| HN Mirror

Y	Hacker News new \| ask \| show \| jobs


	by byefruit 472 days ago
	> Both of our models are trained on top of DeepSeek-R1-Distill-Qwen-7B and DeepSeek-R1-Distill-Qwen-32B. Not to take away from their work but this shouldn't be buried at the bottom of the page - there's a gulf between completely new models and fine-tuning.

4 comments

israrkhan 472 days ago

Agreed. Also their name make it seem like it is totally new model.

If they needed to assign their own name to it, at least they could have included the parent (and grant parent) model names in the name.

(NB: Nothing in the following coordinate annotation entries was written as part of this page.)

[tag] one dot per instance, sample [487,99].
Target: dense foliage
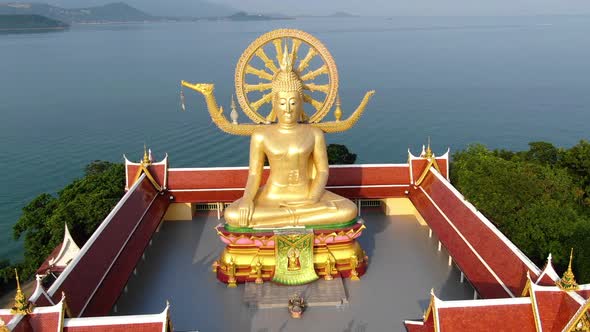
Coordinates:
[339,154]
[82,204]
[539,198]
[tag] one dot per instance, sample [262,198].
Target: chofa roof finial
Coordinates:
[21,304]
[568,281]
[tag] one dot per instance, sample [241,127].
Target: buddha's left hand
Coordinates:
[305,202]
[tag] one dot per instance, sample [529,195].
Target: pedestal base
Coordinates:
[250,256]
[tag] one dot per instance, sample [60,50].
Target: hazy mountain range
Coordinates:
[113,12]
[177,8]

Just like the name DeepSeek-R1-Distill-Qwen-7B clearly says that it is a distilled Qwen model.

link

qeternity 472 days ago

DeepSeek probably would have done this anyway, but they did release a Llama 8B distillation and the Meta terms of use require any derivative works to have Llama in the name. So it also might have just made sense to do for all of them.

Otoh, there aren't many frontier labs that have actually done finetunes.

link

diggan 472 days ago

> the Meta terms of use require any derivative works to have Llama in the name

Technically it requires the derivatives to begin with "llama". So "DeepSeek-R1-Distill-Llama-8B" isn't OK by the license, while "Llama-3_1-Nemotron-Ultra-253B-v1" would be OK.

> [...] If you use the Llama Materials or any outputs or results of the Llama Materials to create, train, fine tune, or otherwise improve an AI model, which is distributed or made available, you shall also include “Llama” at the beginning of any such AI model name.

I've previously written a summary that includes all parts of the license that I think others are likely to have missed: https://notes.victor.earth/youre-probably-breaking-the-llama...

link

lumost 472 days ago

I suspect that we'll see a lot of variations on this, with the open models catching up to SOTA - and the foundation models being relatively static - there will be many new SOTA's built off of existing foundation models.

How many of the latest databases are postgres forks?

link

adamkochanowicz 472 days ago

Also, am I reading that right? They trained it not only on another model, not only one that is already distilled on another model, but one that is much lower in parameters (7B)?

link

rahimnathwani 472 days ago

They took the best available models for the architecture they chose (in two sizes), and fine tuned those models with additional training data. They don't say where they got that training data, or what combo of SFT and/or RLHF they used. It's likely that the training data was generated by larger models.

link

GodelNumbering 472 days ago

This happens a lot on r/localLlama since a few months. Big headline claims followed by "oh yeah it's a finetune"

link